P.S. You can use the email addie I left the last time, bro.

Nostrumdammit said...

With that demonstration of empathy, sensitivity and eloquence you are already a fine clinician.

Maintain Course TAM!

I look forward to surviving to the age when I can peruse a leather bound folio of your collected musings.

Anonymous said...

Angry Medic,

What a lovely, sad story. I know you will be a really wonderful doctor. That is why I posted to you re your statement about being so eager to start "ripping patients apart and sewing them together again..." on Dr. Orgin's blog. I mentioned I went through a really bad time a while back, and how I wished you had been there, because if I had had a medical student or resident to do all the stiching and stapling, someone who wanted a chance to pratice and learn, maybe something good could have come of it all...instead I got truly "angry medics" who were just pissed off at what I had done to myself...not that I blame them. Anyhow, I am kinda hesitant to post this, afraid you won't want a nut job on your site, but your joking comment reminded me of my actual thoughts...hope it's okay....and thanks again for the VT symbol and for an excellent blog.
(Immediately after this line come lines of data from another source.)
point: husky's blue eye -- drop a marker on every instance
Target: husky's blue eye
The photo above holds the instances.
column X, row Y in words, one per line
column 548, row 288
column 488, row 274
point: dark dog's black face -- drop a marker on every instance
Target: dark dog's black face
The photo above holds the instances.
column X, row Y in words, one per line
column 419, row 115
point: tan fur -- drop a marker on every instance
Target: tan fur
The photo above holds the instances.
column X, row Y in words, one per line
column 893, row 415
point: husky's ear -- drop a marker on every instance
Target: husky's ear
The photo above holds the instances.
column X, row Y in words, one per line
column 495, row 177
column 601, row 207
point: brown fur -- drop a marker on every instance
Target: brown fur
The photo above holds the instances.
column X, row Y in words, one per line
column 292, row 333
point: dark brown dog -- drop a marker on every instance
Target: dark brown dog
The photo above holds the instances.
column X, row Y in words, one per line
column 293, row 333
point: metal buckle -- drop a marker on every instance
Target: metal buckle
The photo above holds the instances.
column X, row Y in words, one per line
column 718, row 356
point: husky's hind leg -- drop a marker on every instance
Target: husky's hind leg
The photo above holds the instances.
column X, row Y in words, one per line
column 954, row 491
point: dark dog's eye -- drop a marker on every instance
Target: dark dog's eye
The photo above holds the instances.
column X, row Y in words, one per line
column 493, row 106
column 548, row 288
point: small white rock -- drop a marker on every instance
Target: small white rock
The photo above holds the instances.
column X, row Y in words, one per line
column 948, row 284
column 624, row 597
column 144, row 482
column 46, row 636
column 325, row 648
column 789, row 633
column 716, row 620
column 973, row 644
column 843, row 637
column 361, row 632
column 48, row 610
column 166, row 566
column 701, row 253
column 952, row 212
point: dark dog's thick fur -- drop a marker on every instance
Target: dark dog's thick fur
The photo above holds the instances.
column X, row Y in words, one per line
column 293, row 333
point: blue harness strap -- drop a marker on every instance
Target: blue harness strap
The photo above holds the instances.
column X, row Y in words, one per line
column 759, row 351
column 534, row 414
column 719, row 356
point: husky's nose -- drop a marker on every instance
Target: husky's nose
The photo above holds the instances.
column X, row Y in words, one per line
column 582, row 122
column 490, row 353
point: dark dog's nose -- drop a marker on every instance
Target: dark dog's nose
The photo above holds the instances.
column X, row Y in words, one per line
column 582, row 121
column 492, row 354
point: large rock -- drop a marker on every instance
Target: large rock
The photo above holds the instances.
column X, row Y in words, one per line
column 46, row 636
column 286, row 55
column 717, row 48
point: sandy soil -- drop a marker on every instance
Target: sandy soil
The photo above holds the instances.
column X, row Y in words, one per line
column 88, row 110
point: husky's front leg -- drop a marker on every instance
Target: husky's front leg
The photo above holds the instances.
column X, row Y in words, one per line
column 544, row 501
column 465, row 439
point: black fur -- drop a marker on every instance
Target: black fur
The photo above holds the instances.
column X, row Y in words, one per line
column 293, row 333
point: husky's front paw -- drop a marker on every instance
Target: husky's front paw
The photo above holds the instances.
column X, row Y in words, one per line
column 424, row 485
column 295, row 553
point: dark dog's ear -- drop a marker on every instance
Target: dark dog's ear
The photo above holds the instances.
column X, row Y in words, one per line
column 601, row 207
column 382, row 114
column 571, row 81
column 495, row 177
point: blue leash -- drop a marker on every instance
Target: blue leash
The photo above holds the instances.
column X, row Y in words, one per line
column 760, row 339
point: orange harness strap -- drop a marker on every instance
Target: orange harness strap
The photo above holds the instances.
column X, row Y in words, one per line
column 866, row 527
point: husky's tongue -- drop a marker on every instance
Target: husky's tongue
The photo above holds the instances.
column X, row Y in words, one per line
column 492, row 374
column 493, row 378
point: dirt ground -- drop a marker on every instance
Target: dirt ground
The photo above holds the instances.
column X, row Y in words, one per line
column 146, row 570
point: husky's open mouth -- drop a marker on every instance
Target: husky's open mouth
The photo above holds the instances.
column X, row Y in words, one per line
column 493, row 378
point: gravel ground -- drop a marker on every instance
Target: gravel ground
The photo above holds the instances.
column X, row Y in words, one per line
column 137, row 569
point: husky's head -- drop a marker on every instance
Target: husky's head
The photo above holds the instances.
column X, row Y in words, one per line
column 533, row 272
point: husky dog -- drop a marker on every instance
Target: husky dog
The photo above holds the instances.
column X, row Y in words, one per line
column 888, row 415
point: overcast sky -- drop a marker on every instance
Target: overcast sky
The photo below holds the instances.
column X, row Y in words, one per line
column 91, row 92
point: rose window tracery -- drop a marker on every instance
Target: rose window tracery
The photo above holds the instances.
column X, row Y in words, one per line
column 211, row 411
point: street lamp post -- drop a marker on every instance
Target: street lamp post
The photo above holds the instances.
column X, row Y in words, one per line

Sincerely, tracy in va bakestuff@hotmail.com

The Quiet Storm said...

Poignantly beautiful! But you as a doctor needs to be emotionally detached with your patients so no, youre NOT a horrible person!

The Angry Medic said...

Thanks, guys. Really. I'd like to reply every comment on this thread individually, but I want to move on from this post. So thank you. Your comments really touched me.

And I DO want to be a surgeon. But like Cal says, we'll see. I might not be cut out for it :)

Tunku Halim said...

Good writing my friend. Very sagacious.

My Own Woman said...

I don't know if he's a doctor, surgeon, pathologist or psychoanalyist. Hell, he may be a psychopath for all I know. But, in that brief minute when he felt, he was most definitely a compassionate human being.......something wonderful for which to strive. I'd have to say Angry Medic, you just had a touch of Personal Nirvana. Kudos!

passing by said...

I'm supposed to be writing something about the idiots who go to libel courts, as if it mattered. It doesn't matter, it just doesn't. You keep going. That matters.

Lim said...

My heart is very touched. Very moving post - thank you for sharing.